En tout état de cause,
— condamner la SARL [Adresse 18] à verser à la concluante une somme de 10 000 euros au titre de l’article 700 du Code de procédure civile ;
— condamner la SARL VILLA CARRÉE aux entiers dépens, dont distraction au profit de Me Marc SCHRECKENBERG, conformément aux dispositions de l’article 699 du Code de procédure civile ;
— écarter l’exécution provisoire de la décision à intervenir.
La société TCA ASSURANCES soutient l’irrecevabilité des demandes contenues dans le dispositif de l’assignation pour avoir été formulées au profit de la SCI [Adresse 18] et non de la SARL VILLA CARRÉE. Elle prend néanmoins acte de la régularisation opérée par la demanderesse.
Elle expose que les textes invoqués par la demanderesse à son encontre, notamment les articles 1231-1 du Code civil et L. 521-4 du Code des assurances, ne sont pas applicables eu égard à la date de leur entrée en vigueur et que la jurisprudence visée n’est pas transposable à l’espèce.
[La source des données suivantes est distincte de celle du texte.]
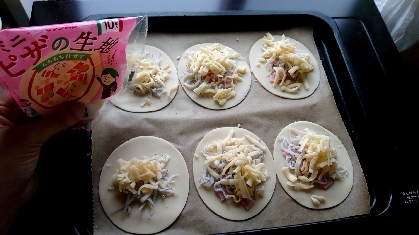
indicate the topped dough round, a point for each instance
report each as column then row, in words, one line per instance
column 332, row 162
column 166, row 209
column 275, row 57
column 228, row 208
column 214, row 76
column 153, row 86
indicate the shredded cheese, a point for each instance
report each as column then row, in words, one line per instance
column 317, row 200
column 143, row 179
column 150, row 76
column 310, row 160
column 212, row 72
column 237, row 164
column 287, row 66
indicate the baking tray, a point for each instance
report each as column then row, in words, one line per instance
column 347, row 92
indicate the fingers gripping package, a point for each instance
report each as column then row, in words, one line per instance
column 45, row 66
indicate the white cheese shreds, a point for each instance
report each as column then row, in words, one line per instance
column 234, row 168
column 149, row 76
column 287, row 66
column 212, row 72
column 310, row 160
column 317, row 200
column 143, row 180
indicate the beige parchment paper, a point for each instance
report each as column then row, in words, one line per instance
column 184, row 123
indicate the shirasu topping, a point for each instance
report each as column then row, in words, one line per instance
column 287, row 66
column 143, row 180
column 212, row 72
column 234, row 169
column 310, row 160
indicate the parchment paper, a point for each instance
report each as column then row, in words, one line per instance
column 184, row 123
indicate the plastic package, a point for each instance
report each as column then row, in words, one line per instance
column 44, row 66
column 402, row 19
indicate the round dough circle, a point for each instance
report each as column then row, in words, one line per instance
column 337, row 192
column 228, row 209
column 166, row 210
column 131, row 101
column 241, row 88
column 261, row 72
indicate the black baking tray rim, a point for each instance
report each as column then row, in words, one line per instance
column 342, row 79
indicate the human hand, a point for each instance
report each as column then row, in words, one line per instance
column 20, row 145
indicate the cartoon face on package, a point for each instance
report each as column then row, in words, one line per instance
column 44, row 66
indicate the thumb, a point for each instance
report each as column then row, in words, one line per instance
column 63, row 117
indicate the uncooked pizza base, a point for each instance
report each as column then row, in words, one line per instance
column 228, row 209
column 261, row 72
column 241, row 88
column 337, row 192
column 131, row 101
column 166, row 210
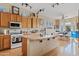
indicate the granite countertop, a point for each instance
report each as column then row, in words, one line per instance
column 37, row 37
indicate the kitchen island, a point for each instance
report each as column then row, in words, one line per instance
column 34, row 45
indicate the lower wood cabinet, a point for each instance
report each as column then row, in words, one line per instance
column 1, row 42
column 5, row 42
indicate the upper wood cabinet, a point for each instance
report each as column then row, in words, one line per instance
column 13, row 17
column 29, row 22
column 7, row 41
column 4, row 19
column 16, row 18
column 24, row 22
column 19, row 18
column 34, row 22
column 1, row 42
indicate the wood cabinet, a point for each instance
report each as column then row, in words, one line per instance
column 5, row 42
column 29, row 22
column 16, row 18
column 24, row 22
column 19, row 18
column 13, row 17
column 25, row 46
column 4, row 19
column 34, row 22
column 1, row 42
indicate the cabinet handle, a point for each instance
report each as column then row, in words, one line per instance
column 53, row 38
column 41, row 41
column 48, row 39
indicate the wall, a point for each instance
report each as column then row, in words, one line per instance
column 8, row 8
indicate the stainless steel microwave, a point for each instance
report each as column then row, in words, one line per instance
column 15, row 24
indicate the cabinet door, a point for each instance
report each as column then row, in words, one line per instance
column 1, row 42
column 24, row 22
column 13, row 17
column 38, row 22
column 19, row 18
column 29, row 22
column 34, row 22
column 7, row 42
column 5, row 19
column 35, row 48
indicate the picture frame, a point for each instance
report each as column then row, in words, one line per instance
column 15, row 10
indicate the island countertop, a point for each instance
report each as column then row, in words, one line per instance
column 36, row 37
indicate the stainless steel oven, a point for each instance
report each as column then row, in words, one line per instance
column 15, row 25
column 16, row 40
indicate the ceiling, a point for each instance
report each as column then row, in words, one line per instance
column 66, row 9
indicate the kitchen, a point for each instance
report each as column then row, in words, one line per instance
column 29, row 30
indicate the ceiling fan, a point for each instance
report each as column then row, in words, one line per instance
column 56, row 4
column 26, row 5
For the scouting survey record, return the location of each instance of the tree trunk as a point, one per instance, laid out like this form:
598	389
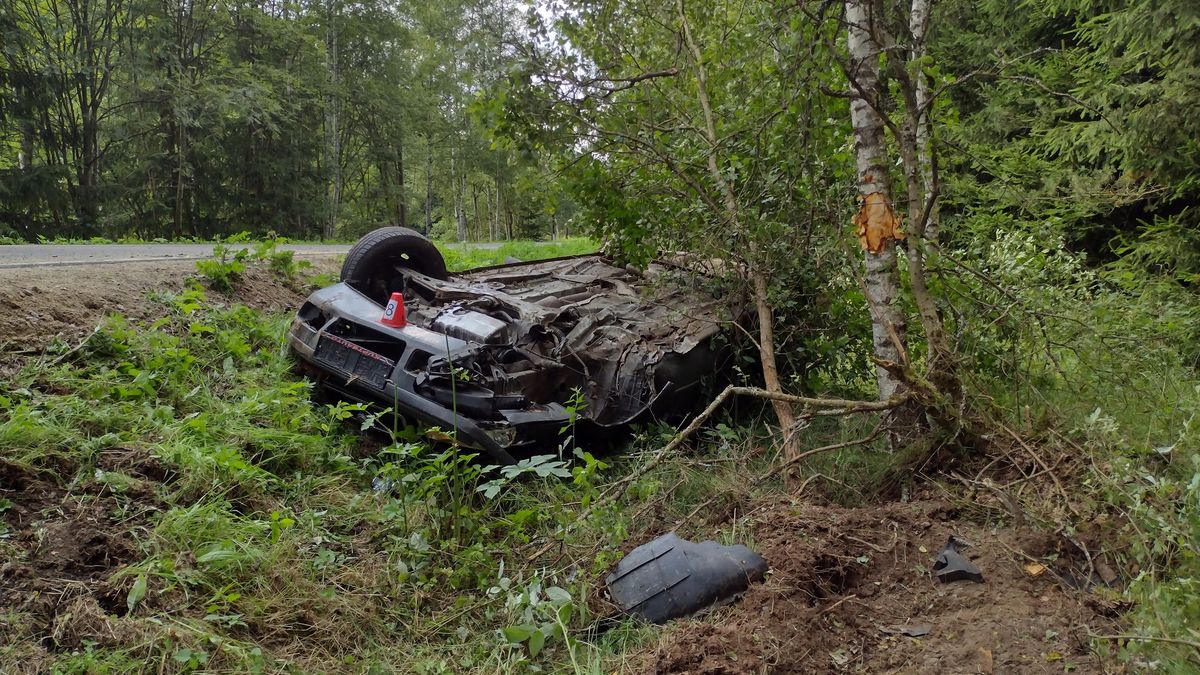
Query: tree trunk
757	278
474	202
429	185
460	204
876	220
496	211
918	25
401	201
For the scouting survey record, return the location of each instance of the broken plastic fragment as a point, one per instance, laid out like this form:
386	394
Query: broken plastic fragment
953	566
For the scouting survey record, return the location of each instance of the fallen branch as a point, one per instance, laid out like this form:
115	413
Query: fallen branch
815	405
1042	464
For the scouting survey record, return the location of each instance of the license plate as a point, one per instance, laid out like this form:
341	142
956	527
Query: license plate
355	362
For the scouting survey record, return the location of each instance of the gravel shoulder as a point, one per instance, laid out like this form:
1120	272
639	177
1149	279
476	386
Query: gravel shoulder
40	305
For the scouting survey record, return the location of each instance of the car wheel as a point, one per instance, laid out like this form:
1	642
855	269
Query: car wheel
373	264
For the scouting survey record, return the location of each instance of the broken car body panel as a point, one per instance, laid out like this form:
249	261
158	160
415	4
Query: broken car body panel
496	353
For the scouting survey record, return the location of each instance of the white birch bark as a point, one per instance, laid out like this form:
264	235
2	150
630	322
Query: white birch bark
918	25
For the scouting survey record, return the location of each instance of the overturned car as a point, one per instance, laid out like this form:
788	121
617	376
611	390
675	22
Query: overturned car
497	354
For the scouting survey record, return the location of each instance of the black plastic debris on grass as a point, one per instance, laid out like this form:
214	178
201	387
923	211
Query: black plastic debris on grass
670	577
953	566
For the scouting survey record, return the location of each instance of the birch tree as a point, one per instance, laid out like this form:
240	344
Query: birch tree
879	227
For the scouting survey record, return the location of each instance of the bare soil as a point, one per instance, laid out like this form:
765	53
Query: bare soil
61	551
846	584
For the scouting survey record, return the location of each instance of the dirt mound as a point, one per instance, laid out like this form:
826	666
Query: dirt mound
846	586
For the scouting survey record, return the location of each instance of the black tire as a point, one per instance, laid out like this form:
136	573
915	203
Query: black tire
371	266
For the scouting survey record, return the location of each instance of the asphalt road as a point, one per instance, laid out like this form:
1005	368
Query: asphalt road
53	255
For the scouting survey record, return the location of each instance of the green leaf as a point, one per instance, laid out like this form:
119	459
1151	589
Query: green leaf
520	633
557	595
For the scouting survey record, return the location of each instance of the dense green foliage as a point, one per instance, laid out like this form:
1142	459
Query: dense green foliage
319	119
1066	270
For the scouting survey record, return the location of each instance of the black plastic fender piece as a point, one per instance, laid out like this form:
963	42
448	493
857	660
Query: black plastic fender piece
953	566
670	577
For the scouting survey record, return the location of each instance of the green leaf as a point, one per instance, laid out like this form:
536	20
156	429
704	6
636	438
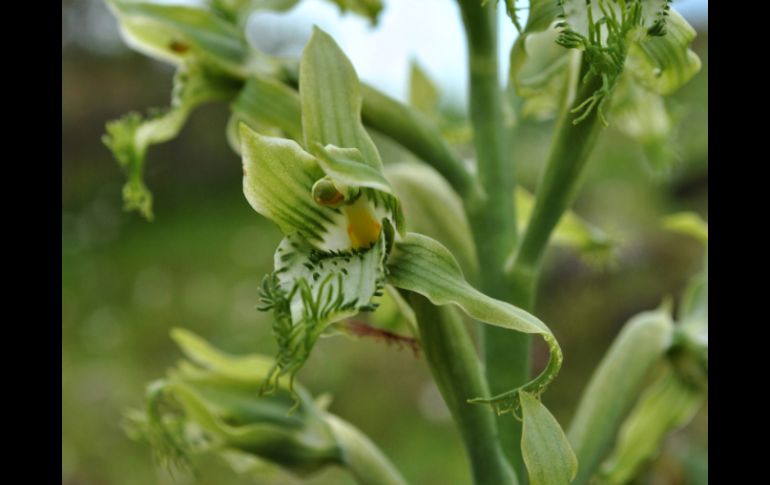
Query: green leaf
422	265
665	63
415	132
130	136
538	65
265	104
641	114
689	224
174	32
310	290
197	411
331	99
434	210
349	170
615	386
668	404
423	94
547	453
245	368
278	181
645	38
593	244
Elle conteste la position de la demanderesse quant à l’étendue de l’obligation d’information et de conseil du courtier et précise lui avoir transmis les éléments pertinents et clairs préalablement à la signature du contrat d’assurance.
S’agissant en particulier des biens assurés, la société TCA ASSURANCES souligne que l’assuré n’a pas sollicité l’inclusion des biens objets du sinistre en dehors du seul portail, ajout exclusif, faisant finalement ressortir qu’au-delà des bâtiments, il est l’unique autre bien assuré.
L’attention de l’assuré a, selon elle, bien été attirée sur la vérification de ses déclarations, par lesquelles il n’a jamais sollicité que la piscine et le mobilier extérieur soient inclus comme biens assurés au titre de l’assurance multirisques.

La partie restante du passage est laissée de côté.